Ferrero e Kellogg: la storia di due famiglie tra Nutella e cereali

11.07.2025 08:45
Ferrero e Kellogg: la storia di due famiglie tra Nutella e cereali

Due storie parallele, di famiglia e di passione. Invenzioni che hanno rivoluzionato il modo di fare colazione e merenda e, di conseguenza, il mondo intero. E un audace incontro finale: Ferrero, con un’operazione da tre miliardi, acquista Kellogg. I corn flakes e la Nutella sono ora legati da un vincolo interessante. Al di là delle logiche aziendali, è affascinante considerare che entrambi hanno sempre fatto parte dello stesso sogno, riporta Attuale.

La storia dei fratelli Kellogg

Nella città di Battle Creek, Michigan, durante la metà del XIX secolo, due fratelli, fortemente influenzati dalla chiesa avventista del settimo giorno, decidono di abbandonare le carni lavorate per il bene di tutti. John Harvey, il fratello maggiore, lavora come medico, mentre Will Keith, il più giovane, è abile nel management. La loro missione è trovare un modo per riutilizzare il grano avanzato, concependo così un’alternativa sana per i pazienti della loro clinica. Da questa idea nascono i cereali per la colazione, che diventano un simbolo culturale americano.

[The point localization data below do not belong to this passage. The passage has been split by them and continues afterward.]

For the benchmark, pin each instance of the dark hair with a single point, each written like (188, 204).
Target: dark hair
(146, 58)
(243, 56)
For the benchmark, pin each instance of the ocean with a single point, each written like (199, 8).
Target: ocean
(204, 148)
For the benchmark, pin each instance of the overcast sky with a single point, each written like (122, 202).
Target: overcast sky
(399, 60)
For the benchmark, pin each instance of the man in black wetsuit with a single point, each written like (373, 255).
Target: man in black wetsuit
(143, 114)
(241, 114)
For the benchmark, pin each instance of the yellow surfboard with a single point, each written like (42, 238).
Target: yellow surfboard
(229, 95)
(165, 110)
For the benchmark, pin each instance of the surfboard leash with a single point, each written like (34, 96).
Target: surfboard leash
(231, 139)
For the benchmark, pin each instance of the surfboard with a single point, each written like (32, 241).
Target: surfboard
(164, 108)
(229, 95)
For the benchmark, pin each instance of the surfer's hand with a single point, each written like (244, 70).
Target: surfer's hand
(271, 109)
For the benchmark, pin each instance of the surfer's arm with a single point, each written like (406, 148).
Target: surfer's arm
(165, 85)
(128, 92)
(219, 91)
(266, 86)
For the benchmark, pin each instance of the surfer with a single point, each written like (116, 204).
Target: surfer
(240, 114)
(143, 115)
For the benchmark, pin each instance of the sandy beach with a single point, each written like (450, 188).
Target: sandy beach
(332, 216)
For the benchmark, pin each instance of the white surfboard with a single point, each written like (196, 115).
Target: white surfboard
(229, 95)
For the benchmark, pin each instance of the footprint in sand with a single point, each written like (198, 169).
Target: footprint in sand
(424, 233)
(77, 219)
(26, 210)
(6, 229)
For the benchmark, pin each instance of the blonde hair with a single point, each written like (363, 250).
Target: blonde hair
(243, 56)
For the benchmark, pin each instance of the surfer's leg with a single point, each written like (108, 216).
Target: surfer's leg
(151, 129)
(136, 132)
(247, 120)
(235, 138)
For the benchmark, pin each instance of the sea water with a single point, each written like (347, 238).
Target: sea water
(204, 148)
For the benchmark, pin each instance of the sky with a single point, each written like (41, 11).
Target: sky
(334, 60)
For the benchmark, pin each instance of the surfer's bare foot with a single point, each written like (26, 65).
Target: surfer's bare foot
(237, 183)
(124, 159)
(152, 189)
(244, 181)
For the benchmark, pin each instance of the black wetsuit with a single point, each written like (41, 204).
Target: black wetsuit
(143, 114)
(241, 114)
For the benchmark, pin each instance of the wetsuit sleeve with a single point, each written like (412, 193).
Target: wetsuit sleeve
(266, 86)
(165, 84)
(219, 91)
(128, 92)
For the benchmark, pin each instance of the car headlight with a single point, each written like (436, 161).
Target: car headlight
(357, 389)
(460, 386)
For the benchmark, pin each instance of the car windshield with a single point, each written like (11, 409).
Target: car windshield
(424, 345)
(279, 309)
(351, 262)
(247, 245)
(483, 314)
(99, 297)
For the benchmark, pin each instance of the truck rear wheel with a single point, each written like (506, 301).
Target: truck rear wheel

Nel 1906 viene fondata ufficialmente la Kellogg Company, seguita da una strategia di marketing innovativa che trasforma un’idea semplice in un fenomeno di massa, diventando uno dei pilastri della cultura moderna. Anche se tra Battle Creek e Alba c’è un oceano di distanza, è sorprendente notare come, qualche anno dopo, nella cittadina piemontese si verifichino eventi simili.

Le nocciole di Ferrero

Pietro Ferrero, proprietario di una piccola pasticceria, decide di combinare nocciole, zucchero e un po’ di cacao per creare una crema spalmabile unica. Nel 1964, il figlio Michele compie un passo decisivo, battezzando il prodotto con il nome di Nutella, presentandola al mondo intero. Anche in questo caso, l’obiettivo è il benessere collettivo. Nelle Langhe, come in Michigan, nasce non solo un impero dolciario, ma un intero fenomeno culturale.

I nuovi italiani iniziano a farsi conoscere attraverso dolci prelibatezze e gioie culinarie. Nonostante le perplessità dei dietologi, rappresentano una delizia per molti. Ricordiamo il caffè avvolgente nel cioccolato, le ciliegie immerse nel liquore, e l’ovetto di Pasqua. Michele Ferrero, dal suo angolo protetto nel mondo, affermava che è importante comprendere la vita, e che ogni persona ha diritto a provare un “leggero languorino”. Negli Stati Uniti, i Kellogg riflettevano su questioni di salute e benessere, ma in fondo i principi sono simili.